TEMYİZ EDEN: Alacaklı vekili
HUKUK GENEL KURULU KARARI
Hukuk Genel Kurulunca incelenerek direnme kararının süresinde temyiz edildiği anlaşıldıktan ve dosyadaki kağıtlar okunduktan sonra gereği görüşüldü:
İstek, maden işletme ruhsatı üzerine konulan haczin şikayet yolu ile kaldırılmasına ilişkindir.
Şikayet eden borçlu vekili, müvekkilinin maden işletme ruhsatı üzerine İstanbul 34.İcra Müdürlüğünün 2012/27277 E. sayılı dosyasında konulan haczin kaldırılmasına karar verilmesini talep etmiştir.
Karşı taraf-alacaklı vekili, yargılama sırasında davanın reddini savunmuştur.

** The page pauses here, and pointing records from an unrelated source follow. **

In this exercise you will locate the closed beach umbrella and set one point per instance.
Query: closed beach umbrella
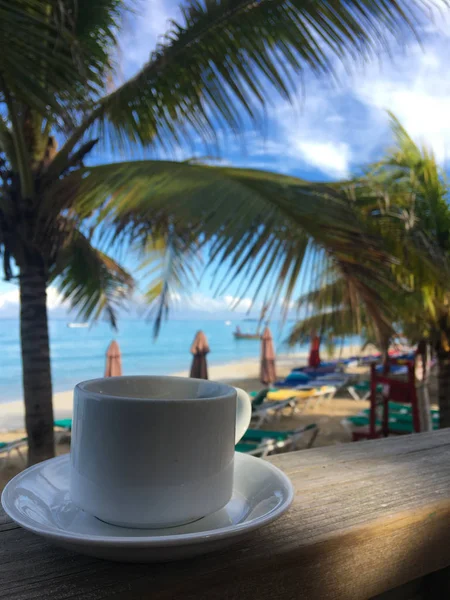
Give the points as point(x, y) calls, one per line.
point(314, 356)
point(268, 374)
point(113, 360)
point(199, 349)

Mahkemece, konuyu düzenleyen Maden Yasasının 40.maddesinin gerek 1.paragrafında gerekse 2.paragrafında haczedilebilir madenler ile haczi mümkün olmayanların açık bir şekilde belirlendiği, haczi mutlak şekilde kısıtlayan 1.paragraf ile kısmen hacze imkan veren ikinci paragraf metni birlikte değerlendirildiğinde bunlar arasında bir madenin işletilmesi için gerekli olan ruhsatın bulunmadığı, icra müdürlüğünün gerekçesiz olarak verdiği karar ile haczedilmemesi gereken ruhsatın haczini mümkün kılarak İİK.nun 40.maddesini ağır bir şekilde ihlal ettiği, ruhsatın iptali ile borçlunun maden kanunundan kaynaklanan ve 40.maddesinin 1.paragrafı ile korumaya alınan maden çıkarma faaliyetinin sekteye uğradığı gerekçesiyle maden işletme ruhsatı üzerine konulan haczin şikayet yoluyla kaldırılmasına dair verilen karar, Özel Dairece, metni yukarıda başlık bölümüne alınan gerekçeler ile bozulmuş; mahkemece, önceki gerekçeler genişletilmek suretiyle direnme kararı verilmiştir.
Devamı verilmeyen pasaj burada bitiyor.